SymbolSearchEval
SymbolSearchEval is a class for evaluating an instance of Language
Learning Model’s (LLM’s) symbol searching ability. It forms a part of
‘automata.eval.tool.search_eval’ in the codebase. Instances of this
class are responsible for evaluating the ability of a correctly
configured Automata system to accurately perform symbol-based searches.
Overview
The SymbolSearchEval class inherits from ToolEval and implements
the ability to evaluate the effectiveness of symbol search operations.
It performs this evaluation based on an expected action (which must be
an instance of SymbolSearchAction) and an observed action, which
could either be a SymbolSearchAction instance or a None value.
This class facilitates the extraction of search actions implicitly from
input actions and transforms them into ToolEvalResult objects by
comparing expected and observed actions.
Important methods in this class include extract_action, and
to_tool_result.
Example
The following is an example demonstrating how to use the
SymbolSearchEval class.
from automata.eval.tool.search_eval import SymbolSearchEval
from automata.common.action import FunctionCall
# Example FunctionCall and query result
func_call = FunctionCall(name='symbol-search', arguments={'query': 'symbol_xyz'})
search_result = "Searching for symbol...\n'xyz': {'rank': 1, 'symbol': 'symbol_xyz'}"
input_action_tuple = (func_call, search_result)

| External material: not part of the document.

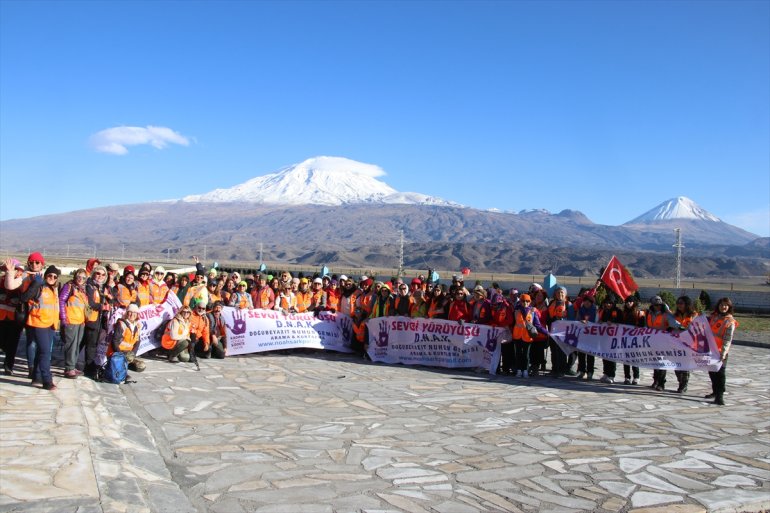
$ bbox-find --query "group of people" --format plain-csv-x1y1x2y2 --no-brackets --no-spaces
0,252,737,404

# Instantiate SymbolSearchEval
sybmol_search_eval = SymbolSearchEval()
# Extract action
symbol_search_action = sybmol_search_eval.extract_action(input_action_tuple)
# To tool result
tool_eval_result = sybmol_search_eval.to_tool_result(expected_action=symbol_search_action, observed_action=None)
This example demonstrates how the SymbolSearchEval class can be used
to evaluate a symbol search operation. It first sets up a tuple of a
FunctionCall and the expected result of the search. It then
instantiates the SymbolSearchEval class, and uses this to extract
the expected action from the input tuple, and to evaluate the expected
versus the observed action (in this case, None was used for simplicity).
Limitations
The SymbolSearchEval class currently only supports
symbol-rank-search, symbol-similarity-search, and
llm-facilitated-search operations. Any other operation will raise a
ValueError.
Follow-up Questions:
How can we extend the class to support other types of search operations?
Do we have mechanisms in place to handle edge cases and errors during the search process?
How can we improve the evaluation accuracy or provide comparative analysis between different evaluation measures?
Are there plans in place for supporting parallel evaluations in large-scale systems, and if so, how will potential synchronisation issues be handled?